Читать «Амадо» онлайн - страница 29

Андрей Семин-Вадов

И был день святой Лючии, и монашки по очереди держали девочку на руках, и каждая тайно представляла себя ее матерью. Первый час жизни девочки вместил в себя только черно-белое одиночество окружающего ее мира, раскрашенного в обычные цвета монашеских хитонов. Поскольку к тому времени уже наступил обязательный час монастырского безмолвия, разговаривала одна лишь Лючия и спрашивала она не о том, отчего в Библии нет слова монах и почему все невесты Христовы носят на пальце перстень: девочка просто испугалась.

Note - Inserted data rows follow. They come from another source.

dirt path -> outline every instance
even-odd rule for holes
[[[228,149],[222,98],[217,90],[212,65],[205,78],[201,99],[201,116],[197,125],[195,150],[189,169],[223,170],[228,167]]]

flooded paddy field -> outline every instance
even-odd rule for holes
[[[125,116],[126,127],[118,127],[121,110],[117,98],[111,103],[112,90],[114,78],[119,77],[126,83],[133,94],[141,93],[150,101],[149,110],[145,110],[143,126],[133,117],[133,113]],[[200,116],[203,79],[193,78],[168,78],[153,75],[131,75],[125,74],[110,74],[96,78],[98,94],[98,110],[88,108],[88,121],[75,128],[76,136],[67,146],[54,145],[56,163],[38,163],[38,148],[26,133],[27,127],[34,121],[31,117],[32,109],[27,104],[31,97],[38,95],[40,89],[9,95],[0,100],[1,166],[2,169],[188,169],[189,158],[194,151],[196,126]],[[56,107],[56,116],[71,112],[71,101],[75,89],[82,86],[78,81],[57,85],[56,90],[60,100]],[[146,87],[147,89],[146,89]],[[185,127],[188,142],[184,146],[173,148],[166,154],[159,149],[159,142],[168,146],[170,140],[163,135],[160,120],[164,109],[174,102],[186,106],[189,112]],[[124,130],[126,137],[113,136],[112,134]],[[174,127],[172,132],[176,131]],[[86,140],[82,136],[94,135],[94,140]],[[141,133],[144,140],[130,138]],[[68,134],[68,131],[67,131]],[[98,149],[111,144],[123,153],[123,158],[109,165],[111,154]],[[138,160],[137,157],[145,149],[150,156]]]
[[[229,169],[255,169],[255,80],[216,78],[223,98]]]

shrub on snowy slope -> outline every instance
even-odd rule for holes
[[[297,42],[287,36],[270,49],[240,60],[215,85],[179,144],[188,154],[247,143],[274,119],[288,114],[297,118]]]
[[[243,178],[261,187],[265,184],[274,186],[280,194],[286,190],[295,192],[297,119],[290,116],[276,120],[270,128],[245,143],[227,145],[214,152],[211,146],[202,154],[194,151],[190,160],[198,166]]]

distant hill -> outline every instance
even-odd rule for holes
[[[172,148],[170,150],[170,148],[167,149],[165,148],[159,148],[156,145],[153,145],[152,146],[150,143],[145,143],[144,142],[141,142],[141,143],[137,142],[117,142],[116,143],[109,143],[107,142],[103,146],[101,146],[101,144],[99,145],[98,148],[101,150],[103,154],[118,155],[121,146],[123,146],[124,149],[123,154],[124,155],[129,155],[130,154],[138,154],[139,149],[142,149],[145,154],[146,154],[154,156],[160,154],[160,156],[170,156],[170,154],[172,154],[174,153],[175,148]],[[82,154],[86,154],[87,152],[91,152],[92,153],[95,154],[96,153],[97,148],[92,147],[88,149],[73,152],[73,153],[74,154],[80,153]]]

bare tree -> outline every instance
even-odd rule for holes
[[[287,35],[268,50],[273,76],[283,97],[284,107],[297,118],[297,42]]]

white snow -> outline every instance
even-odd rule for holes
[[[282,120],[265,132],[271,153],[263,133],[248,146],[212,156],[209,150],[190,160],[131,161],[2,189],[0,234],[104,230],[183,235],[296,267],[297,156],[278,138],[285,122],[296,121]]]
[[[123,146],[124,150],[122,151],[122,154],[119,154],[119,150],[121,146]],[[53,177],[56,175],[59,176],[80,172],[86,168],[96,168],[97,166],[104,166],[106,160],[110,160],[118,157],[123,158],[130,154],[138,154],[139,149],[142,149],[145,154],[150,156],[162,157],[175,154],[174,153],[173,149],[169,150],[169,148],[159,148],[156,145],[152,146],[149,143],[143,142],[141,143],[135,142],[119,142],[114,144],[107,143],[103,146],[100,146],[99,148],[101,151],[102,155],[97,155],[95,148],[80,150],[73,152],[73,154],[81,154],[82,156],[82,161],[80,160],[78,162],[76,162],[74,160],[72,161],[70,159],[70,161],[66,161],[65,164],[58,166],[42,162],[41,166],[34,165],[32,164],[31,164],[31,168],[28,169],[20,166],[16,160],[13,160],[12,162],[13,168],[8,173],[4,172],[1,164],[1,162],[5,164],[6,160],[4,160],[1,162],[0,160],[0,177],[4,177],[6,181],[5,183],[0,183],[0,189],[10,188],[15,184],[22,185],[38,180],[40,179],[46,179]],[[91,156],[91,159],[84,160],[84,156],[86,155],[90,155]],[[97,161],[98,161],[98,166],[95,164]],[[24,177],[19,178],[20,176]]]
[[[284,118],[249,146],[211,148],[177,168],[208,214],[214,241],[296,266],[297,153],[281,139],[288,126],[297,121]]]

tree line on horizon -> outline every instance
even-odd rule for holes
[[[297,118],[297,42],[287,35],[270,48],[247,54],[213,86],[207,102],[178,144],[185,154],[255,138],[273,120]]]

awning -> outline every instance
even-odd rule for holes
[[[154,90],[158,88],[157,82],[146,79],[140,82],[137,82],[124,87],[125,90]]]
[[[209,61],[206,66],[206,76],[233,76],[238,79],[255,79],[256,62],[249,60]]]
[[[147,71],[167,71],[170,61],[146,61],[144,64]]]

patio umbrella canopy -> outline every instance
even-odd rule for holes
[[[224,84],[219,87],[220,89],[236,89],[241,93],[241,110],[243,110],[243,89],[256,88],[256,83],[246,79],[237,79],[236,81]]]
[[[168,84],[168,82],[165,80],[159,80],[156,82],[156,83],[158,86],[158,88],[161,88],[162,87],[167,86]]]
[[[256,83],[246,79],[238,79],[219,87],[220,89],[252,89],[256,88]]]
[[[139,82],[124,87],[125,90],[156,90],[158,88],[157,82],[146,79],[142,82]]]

Воспитываясь в женском монастыре, где среди худосочных сестер не было у нее ни одной мамы, за исключением вечно ленивой матушки тоски, Лючия и предположить не могла о существовании старого вишневого закона, согласно которому любая маленькая деталь, даже еле заметная родинка, может не только изменить характер человека, но и переписать всю его дальнейшую судьбу, придуманную хоть и не совершенным мастером, но все же - художником и порой вполне достаточно одной-единственной черточки, чтобы задуманная им картина вмиг изменилась бы до неузнаваемости. В те летние дни, когда солнце беспощадно разрезает набухшие спелые вишни, а теплый ветер лениво гоняется за падающими загорелыми каплями, местные женщины всегда уводили девочек подальше от дикого сада. Считалось, что если хоть одна вишневая родинка удержится на детской коже - быть девочке капризной и злой, а уж если окажется родинка на ее левой щеке, да еще и возле губ застынет - променяет эта несчастная разум на чувства, смирение на страсть, и кончится все это тем, что замрет она на полпути к самой себе, где-то между образами и влажной от объятий постелью, будь то старая, стоящая около очага кровать, или низкая от росы трава: проведешь по стеблям рукой и чище становишься, будто сам новую молитву сочинил, и хоть не разобрать в ней ни слова, а чувствуешь, вот она - правда. Обычно, густые волосы не слушались ни Лючии, ни острых зубцов изогнутой старой гребенки, но бывали дни, когда ее спутанные локоны устраивали себе праздник и придумывали такие плавные и мягкие линии, что Лючия вмиг превращалась в ночную, со звездочками, принцессу. "Настроение, - поняла она наконец, - все дело в моем настроении. А то, что есть уже седые волоски, то пусть это будут такие лунные дорожки и не надо мне в полнолуние так долго стоять у окна: лучше уж с месяцем помолчать, а то луна больно разговорчивая. Как начнет светить - глаз от нее не оторвешь."

Наперекор ночному урагану непослушных, с редкими молниями, волос, ее смуглая кожа обещала теплый и ровный итальянский вечер, когда насмешливое неаполитанское солнце устало купается в море, но одним глазком все же наблюдает за теми, кто ждет-не дождется, когда длинные тени от домов не превратятся в узкие, запретные тропинки, соединяющие ослепших от солнца и ожидания влюбленных, прощающих господу все, лишь бы увидеться скорее, да так и раствориться в ночи, в ласке, навек. Этот обещанный вечер так и оставался бы единственным наследством, доставшимся Лючии от ее матери-итальянки, если бы не утренний взрыв губ, чей цвет неизвестный художник позаимствовал у сонной перламутровой ракушки, удивленно открывшей единственное окошко и с радостью наблюдающей из-под воды, как неизвестно откуда появляется на небе совершенный по своей форме круг, чьи лучи не только меняют ее природный оттенок, но дают силы и желание жить.